El paso del tiempo en una cinta calificada de enigmática y atractiva en un drama seductor sobre la belleza desde un punto de vista que trasciende cualquier objetividad a través de una sirena tan fascinante como evaporable lo que le da una inconsistencia dramática que hace que la propuesta se quede transitando en todo momento en los terrenos de la evocación a pesar del trabajo de Celeste Dalla Porta que sale como la triunfadora de una cinta en la que destacan también los breves trabajos de Stefania Sandrelli o Gary Oldman.

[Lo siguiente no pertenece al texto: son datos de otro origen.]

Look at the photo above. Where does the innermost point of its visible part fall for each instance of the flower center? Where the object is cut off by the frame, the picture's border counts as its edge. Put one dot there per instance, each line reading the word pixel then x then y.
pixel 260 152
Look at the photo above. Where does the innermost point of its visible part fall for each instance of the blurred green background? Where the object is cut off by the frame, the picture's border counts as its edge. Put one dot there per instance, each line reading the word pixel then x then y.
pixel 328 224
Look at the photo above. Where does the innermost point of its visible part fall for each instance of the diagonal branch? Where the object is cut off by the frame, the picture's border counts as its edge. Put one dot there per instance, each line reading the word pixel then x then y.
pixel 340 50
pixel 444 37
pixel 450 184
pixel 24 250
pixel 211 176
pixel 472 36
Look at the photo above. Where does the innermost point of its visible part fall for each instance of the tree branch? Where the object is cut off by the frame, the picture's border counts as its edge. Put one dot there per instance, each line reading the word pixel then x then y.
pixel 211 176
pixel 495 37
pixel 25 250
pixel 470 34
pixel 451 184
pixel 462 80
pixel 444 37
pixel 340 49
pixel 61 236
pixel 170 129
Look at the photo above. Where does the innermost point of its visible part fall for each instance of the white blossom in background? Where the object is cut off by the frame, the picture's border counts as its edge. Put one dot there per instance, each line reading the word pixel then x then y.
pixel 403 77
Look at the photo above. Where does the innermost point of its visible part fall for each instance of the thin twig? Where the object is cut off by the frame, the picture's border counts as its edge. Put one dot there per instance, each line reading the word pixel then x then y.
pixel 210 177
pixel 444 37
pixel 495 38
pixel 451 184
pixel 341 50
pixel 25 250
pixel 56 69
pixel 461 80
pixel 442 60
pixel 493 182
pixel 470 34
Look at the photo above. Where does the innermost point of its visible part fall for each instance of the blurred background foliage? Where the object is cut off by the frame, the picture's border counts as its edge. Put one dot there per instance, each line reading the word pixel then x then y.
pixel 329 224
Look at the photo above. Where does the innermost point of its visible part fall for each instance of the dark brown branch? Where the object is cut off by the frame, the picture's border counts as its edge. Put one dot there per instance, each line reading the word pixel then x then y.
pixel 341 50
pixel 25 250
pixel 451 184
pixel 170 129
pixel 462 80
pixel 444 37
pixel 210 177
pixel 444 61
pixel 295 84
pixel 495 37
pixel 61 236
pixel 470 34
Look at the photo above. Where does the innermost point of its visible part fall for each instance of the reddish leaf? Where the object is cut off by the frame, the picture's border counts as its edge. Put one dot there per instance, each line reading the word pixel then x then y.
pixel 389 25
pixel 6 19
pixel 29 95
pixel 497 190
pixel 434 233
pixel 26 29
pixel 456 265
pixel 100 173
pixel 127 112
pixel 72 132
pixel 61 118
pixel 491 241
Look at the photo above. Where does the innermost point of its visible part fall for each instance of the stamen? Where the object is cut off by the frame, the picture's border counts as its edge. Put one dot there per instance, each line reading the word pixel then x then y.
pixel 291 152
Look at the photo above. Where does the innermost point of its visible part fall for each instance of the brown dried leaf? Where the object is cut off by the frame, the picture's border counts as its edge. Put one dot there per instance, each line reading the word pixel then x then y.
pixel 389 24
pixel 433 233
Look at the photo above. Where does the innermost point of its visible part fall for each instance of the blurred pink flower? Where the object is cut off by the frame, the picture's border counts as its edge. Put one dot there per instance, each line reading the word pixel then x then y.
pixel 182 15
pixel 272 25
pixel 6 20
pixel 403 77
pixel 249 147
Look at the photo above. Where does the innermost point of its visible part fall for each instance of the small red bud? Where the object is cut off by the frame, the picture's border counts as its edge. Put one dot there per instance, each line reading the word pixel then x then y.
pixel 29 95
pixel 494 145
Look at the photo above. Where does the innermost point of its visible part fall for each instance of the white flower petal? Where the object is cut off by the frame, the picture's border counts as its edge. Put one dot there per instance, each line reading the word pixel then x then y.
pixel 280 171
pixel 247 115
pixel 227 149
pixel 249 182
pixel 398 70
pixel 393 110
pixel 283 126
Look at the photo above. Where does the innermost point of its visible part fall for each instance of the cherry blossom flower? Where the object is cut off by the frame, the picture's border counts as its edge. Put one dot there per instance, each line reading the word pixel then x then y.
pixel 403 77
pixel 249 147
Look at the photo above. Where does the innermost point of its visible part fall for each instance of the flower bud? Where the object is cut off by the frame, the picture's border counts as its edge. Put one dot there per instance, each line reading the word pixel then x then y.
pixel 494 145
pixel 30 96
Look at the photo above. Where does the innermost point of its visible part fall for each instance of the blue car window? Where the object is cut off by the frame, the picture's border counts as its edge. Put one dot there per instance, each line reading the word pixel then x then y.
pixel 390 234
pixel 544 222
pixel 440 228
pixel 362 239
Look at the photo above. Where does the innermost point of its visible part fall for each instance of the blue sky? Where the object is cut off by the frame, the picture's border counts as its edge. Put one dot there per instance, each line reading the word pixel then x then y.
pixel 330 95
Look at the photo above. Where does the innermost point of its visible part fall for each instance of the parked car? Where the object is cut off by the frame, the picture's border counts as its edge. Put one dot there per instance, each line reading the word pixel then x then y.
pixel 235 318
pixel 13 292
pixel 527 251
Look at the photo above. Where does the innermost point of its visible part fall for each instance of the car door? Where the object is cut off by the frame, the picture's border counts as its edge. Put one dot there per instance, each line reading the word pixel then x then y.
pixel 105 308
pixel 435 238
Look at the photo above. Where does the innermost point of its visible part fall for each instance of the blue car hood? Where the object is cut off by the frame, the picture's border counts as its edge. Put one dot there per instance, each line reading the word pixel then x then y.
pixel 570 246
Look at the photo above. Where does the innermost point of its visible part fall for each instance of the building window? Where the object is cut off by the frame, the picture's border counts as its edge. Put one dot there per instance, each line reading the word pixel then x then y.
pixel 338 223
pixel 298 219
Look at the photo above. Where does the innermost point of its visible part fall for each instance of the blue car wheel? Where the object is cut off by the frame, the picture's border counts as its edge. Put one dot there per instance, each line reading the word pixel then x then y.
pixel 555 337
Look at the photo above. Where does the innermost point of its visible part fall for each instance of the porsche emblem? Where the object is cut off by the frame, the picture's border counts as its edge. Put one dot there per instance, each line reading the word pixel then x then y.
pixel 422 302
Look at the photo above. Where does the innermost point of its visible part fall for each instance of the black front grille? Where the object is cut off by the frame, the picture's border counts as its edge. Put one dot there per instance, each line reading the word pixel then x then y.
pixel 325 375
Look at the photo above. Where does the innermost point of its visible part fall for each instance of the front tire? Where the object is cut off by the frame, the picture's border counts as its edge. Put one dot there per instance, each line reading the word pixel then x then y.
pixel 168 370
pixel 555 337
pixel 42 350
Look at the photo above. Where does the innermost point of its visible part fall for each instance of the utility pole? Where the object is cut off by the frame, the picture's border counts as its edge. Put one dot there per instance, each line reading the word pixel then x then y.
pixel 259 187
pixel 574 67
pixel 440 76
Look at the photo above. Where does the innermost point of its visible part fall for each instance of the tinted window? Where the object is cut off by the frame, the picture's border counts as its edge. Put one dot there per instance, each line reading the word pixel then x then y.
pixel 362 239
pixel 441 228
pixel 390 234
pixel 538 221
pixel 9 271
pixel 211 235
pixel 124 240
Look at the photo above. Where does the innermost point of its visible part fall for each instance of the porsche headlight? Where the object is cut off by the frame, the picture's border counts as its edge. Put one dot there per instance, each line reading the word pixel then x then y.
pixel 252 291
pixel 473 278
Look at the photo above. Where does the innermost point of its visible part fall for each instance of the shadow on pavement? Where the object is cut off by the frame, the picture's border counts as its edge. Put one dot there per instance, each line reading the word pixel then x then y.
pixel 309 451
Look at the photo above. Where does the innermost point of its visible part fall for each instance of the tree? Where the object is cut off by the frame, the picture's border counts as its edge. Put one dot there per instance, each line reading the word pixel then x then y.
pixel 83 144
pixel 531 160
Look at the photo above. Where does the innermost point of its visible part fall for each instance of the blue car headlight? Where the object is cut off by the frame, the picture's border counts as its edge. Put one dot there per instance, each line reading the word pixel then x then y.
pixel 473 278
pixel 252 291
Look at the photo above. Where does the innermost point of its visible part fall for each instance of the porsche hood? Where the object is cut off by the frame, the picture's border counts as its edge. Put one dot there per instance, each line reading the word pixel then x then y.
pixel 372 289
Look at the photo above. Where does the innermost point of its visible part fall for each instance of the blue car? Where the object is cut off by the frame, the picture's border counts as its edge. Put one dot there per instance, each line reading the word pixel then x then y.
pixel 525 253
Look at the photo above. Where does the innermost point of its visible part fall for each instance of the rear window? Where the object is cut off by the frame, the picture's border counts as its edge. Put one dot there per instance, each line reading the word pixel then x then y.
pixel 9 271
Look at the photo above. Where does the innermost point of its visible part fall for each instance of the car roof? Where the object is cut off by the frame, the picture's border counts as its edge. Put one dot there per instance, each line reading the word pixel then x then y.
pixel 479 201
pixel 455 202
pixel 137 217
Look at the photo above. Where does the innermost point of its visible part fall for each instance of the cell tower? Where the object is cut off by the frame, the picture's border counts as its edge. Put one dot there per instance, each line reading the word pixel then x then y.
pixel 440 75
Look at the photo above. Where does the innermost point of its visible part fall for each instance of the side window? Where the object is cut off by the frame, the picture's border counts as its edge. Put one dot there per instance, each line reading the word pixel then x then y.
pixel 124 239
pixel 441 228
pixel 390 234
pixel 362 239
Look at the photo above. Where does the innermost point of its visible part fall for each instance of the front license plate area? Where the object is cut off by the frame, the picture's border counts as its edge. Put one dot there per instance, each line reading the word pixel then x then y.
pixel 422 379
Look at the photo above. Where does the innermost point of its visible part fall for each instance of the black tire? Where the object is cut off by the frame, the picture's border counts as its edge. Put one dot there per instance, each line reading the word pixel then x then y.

Una cinta cuidada en la estética que habla también de la belleza como condena y de la frivolidad de la misma pudiendo llevar a la perdición si no es capaz de anclarse en aspectos más trascendentales de una vida que sólo será vivida plenamente también desde un aspecto corpóreo más allá del alma. Sorrentino vuelve a pasear por un pasado al que en parte homenajea y en parte recupera para sanar heridas a partir del mito griego de una sirena que fundó la ciudad de Nápoles y que aquí no puede escapar a su destino, deseada por todos pero sin rumbo en un viaje por distintas relaciones y escenarios sobre el amor, la fe, la cultura y el caprichoso paso del tiempo.

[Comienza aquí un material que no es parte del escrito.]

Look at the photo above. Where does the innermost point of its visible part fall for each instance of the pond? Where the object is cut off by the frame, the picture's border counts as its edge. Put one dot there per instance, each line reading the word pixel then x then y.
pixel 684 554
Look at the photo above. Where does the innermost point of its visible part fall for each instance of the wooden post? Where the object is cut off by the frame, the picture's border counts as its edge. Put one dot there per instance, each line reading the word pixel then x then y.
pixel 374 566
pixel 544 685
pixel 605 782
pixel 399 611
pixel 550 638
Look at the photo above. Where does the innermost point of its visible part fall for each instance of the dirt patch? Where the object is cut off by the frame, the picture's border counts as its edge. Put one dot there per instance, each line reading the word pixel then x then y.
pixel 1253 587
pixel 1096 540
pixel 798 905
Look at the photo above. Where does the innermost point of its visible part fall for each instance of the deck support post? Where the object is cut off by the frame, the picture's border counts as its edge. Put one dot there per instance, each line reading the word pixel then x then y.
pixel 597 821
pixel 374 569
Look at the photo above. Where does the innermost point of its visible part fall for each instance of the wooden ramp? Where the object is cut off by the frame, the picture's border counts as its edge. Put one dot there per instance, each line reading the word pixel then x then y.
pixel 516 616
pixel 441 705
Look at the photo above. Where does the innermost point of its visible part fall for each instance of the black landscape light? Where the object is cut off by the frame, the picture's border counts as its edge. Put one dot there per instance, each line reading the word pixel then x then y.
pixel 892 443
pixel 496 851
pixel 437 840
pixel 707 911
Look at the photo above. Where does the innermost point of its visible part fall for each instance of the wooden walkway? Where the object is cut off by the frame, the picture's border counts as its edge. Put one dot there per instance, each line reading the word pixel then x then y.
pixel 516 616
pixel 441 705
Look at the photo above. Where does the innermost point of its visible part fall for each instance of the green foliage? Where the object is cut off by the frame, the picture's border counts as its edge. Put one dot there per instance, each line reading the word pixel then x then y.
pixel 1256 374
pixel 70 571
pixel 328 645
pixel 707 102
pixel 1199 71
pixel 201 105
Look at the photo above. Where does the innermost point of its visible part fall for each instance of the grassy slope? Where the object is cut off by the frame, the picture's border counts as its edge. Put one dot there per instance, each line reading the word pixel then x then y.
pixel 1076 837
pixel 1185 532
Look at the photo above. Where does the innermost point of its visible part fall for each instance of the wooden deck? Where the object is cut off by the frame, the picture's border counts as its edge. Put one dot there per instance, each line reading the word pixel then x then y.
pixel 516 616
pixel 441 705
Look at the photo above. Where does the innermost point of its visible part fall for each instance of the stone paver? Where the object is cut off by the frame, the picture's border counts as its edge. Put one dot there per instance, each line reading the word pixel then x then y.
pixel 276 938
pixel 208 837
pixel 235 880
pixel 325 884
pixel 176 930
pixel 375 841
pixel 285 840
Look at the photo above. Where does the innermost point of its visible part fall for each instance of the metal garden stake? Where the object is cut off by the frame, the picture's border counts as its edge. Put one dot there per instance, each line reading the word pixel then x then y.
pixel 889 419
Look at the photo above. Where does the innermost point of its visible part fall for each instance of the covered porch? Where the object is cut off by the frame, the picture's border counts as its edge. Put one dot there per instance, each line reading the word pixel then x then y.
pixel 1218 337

Las calles y escenarios que vuelve a pisar después de “Fue la mano de Dios” (2021) con los sueños fluyendo con la realidad y a través de la presencia de una joven bella que vive en una mansión cerca del mar y que estudia Antropología frente a la admiración que despierta ante todos los que se topan con ella pero en la que queda la duda de si la belleza es algo físico, una cápsula en el tiempo, o se es posible ir más allá para emular algo que conecte más con el alma placentera que con los ojos libidinosos y algo caducos para un Sorrentino que explota el concepto clásico de la feminidad italiana a través de una mujer más deseada que querida y de la que sólo pueden ver más allá un escritor melancólico y alcohólico y un profesor fascinado por su sed de conocimiento.
Un trabajo hermoso en el que Sorrentino ya no tiene nada que demostrar como maestro detrás de las cámaras pero que sufre su ensimismamiento y su escasa capacidad para emocionar en esta ocasión más allá de una profundidad filosófica intermitente y una solemnidad que lastra y puede provocar que muchos acaben desconectados al no ser que sean fieles siervos de la parroquia del heredero de Fellini que, en esta ocasión, no está lo suficientemente atinado en lo que cuenta para que no pase de largo su carácter impostado.
Sorrentino saca virtud de la decadencia y rueda como pocos pero su tratado sobre la belleza queda ahogado por un estilo tan elogiado como reiterativo sobre unas calles en las que poca esperanza queda más allá de las sensaciones que evoca o bien la llegada de un astro del fútbol o los movimientos de una bella mujer, en esta ocasión a lo largo de dos décadas en la que la cámara adora a su mito y cautiva en su puesta en escena a pesar de cierta repetitividad superficial.